FNMA and FMCC dont need HERA in place to be governed properly since everything regarding safety and soundness could be built into Consent Decrees and the FHFA could rely on the BOD's to enforce the safety and soundness mandates until Congress acts to remedy HERA. The OFHEO framework will do for all the other FHFA duties until Congress remedies HERA.
The fact pattern here represents an egregious overreach and demands a punitive action against the UST. Seila did not demand a strong punitive remedy. Dont know enough about Free Enterprise but perhaps this is where I am wrong.
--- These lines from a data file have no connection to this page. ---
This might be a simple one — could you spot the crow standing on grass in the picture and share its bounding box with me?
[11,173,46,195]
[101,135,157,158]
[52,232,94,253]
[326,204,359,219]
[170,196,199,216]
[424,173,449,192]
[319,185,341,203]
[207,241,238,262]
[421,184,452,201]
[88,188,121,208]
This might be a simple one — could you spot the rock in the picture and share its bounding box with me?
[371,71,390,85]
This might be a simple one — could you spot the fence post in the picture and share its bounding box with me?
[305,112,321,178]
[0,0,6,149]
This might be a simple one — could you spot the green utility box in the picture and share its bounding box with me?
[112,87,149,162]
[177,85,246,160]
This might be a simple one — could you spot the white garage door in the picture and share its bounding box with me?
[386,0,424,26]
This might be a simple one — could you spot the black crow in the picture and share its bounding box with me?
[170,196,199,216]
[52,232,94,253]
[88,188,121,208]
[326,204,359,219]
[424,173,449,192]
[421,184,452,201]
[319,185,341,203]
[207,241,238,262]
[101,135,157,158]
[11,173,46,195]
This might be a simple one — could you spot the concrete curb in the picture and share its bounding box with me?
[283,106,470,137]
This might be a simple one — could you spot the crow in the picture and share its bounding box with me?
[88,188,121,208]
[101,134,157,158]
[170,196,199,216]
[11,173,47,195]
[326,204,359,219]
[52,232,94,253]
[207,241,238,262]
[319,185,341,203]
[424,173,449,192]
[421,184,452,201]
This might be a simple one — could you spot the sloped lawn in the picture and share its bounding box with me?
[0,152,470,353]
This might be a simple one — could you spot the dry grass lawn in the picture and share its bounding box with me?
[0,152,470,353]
Nothing Blanket about you being wrong about the application of Corporate law. We have been disagreeing on these points for months. Calabria has given every indication he wants the BODs to take responsibility for the GSE s ASAP and the Consent Decrees is the perfect opportunity.
Hi Kthomp,
I will take the other side of that argument. I think UST and FHFA wait until oral arguments and consider taking the GSEs out of Conservatorship on Jan 1 in case SCOTUS invalidates HERA if orals go bad for the UST.
The case is too important to prevent future back door nationalizations and to push back against the creep of the Administrative State.
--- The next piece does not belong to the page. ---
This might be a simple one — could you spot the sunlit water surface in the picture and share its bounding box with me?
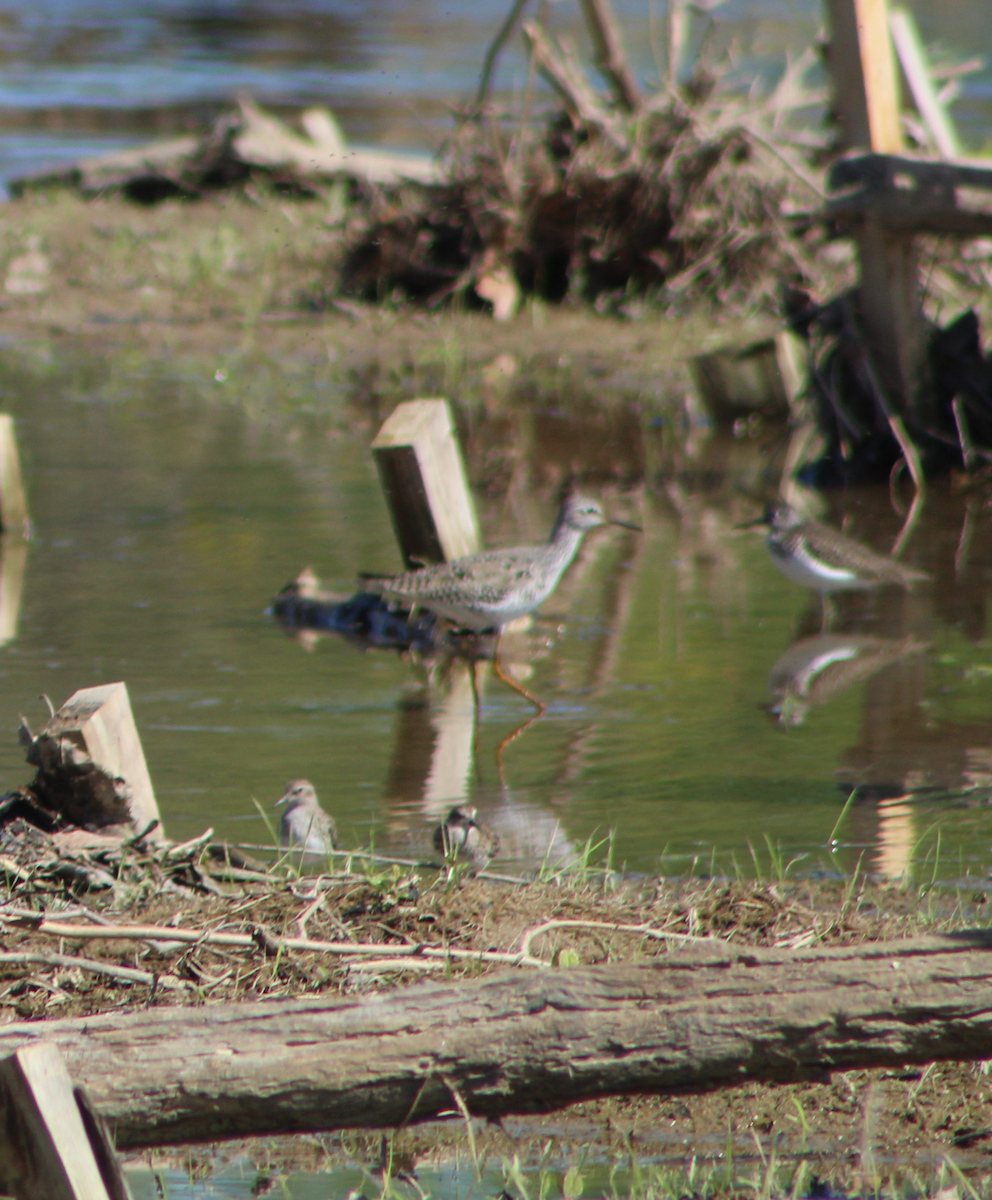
[0,0,992,179]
Also - I think you have been consistently wrong on the application of Corporate law and the issues regarding the intention in HERA to use the fairness standards in the resolution process proscribed by the FDIA as it pertains to the ultra vires acts of the FHFA as Conservator.
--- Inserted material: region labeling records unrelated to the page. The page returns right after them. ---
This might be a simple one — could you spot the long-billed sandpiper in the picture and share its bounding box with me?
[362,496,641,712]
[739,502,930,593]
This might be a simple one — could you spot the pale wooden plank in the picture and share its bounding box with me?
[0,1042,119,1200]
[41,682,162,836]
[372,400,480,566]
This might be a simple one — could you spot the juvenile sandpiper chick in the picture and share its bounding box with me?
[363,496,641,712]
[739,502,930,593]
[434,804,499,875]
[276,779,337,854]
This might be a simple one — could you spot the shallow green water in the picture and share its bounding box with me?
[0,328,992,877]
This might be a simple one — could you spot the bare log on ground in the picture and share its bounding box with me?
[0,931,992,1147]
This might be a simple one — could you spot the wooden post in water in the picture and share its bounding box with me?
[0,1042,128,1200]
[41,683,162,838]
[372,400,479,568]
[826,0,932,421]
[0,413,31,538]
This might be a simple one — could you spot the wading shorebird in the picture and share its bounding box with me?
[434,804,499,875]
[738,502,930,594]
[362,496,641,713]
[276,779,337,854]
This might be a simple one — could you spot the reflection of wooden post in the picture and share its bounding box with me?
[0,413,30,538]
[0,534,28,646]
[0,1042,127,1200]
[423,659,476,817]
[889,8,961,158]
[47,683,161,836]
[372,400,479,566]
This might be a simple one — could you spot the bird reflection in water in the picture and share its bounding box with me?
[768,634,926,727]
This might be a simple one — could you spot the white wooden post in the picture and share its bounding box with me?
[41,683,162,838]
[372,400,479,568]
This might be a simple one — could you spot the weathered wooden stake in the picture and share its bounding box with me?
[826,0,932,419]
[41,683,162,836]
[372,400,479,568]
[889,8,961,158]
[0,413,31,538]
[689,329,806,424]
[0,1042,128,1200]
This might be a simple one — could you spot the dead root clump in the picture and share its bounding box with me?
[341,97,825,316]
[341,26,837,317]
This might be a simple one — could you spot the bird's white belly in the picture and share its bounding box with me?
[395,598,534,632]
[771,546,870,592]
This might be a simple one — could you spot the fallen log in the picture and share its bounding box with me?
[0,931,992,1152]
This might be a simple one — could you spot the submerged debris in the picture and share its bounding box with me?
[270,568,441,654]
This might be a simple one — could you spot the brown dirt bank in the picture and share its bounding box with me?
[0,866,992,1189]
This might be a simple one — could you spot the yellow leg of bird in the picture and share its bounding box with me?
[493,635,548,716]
Time will tell and it is your decision to sell or not before then.
Good luck to Common and JPA alike.
Great points Ano. Dont you think it is clear that the intent of Congress was clearly Unconstitutional.? This is different from the ACA because the ACA was amended in 2017 and Congress in fact intended the ACA to survive the manldate.
Here it is clear that Congress intended to pass legislation where the governance was Unconstitutional. I am thinking that Thomas will not let the opportunity to push back hard on the Administrative State by overturning Humprey's Executor as precedence - any thoughts?
Calabria should bring the GSE's out of Conservatorship on Jan 1 and let them raise capital under Consent Decrees it it is possible that HERA will be voided. It will be interesting how the line of questioning regarding multi-director agencies without removal goes during oral arguments. I am thinking Gorsuch will look to the PLP Amicus where his former clerk is advocating for the overturning of Humpfrey's. I can see Barrett and Alioto joining. To me this is the interesting facet of this case because this may be the best chance to neuter the Administrative State.
Wow - Really Interesting. Just think if we include the Anniversary Date of the NWS - 8 years old plus 2012 rip off date = 2020. Anniversary Date of Conservatorship - 12 years old plus 2008 Ultra Vires Activity Date = 2020. Same for Unconstitutional provisions of HERA! Maybe the stock price should be $ 20 or $ 20 plus $20 to make it all fair and restore karma !!!
Yes - Thank you Senator Toomey for your public service. He seems to understand basic and fair dealing and the importance of the rule of law. We should not get ripped off by our own Government.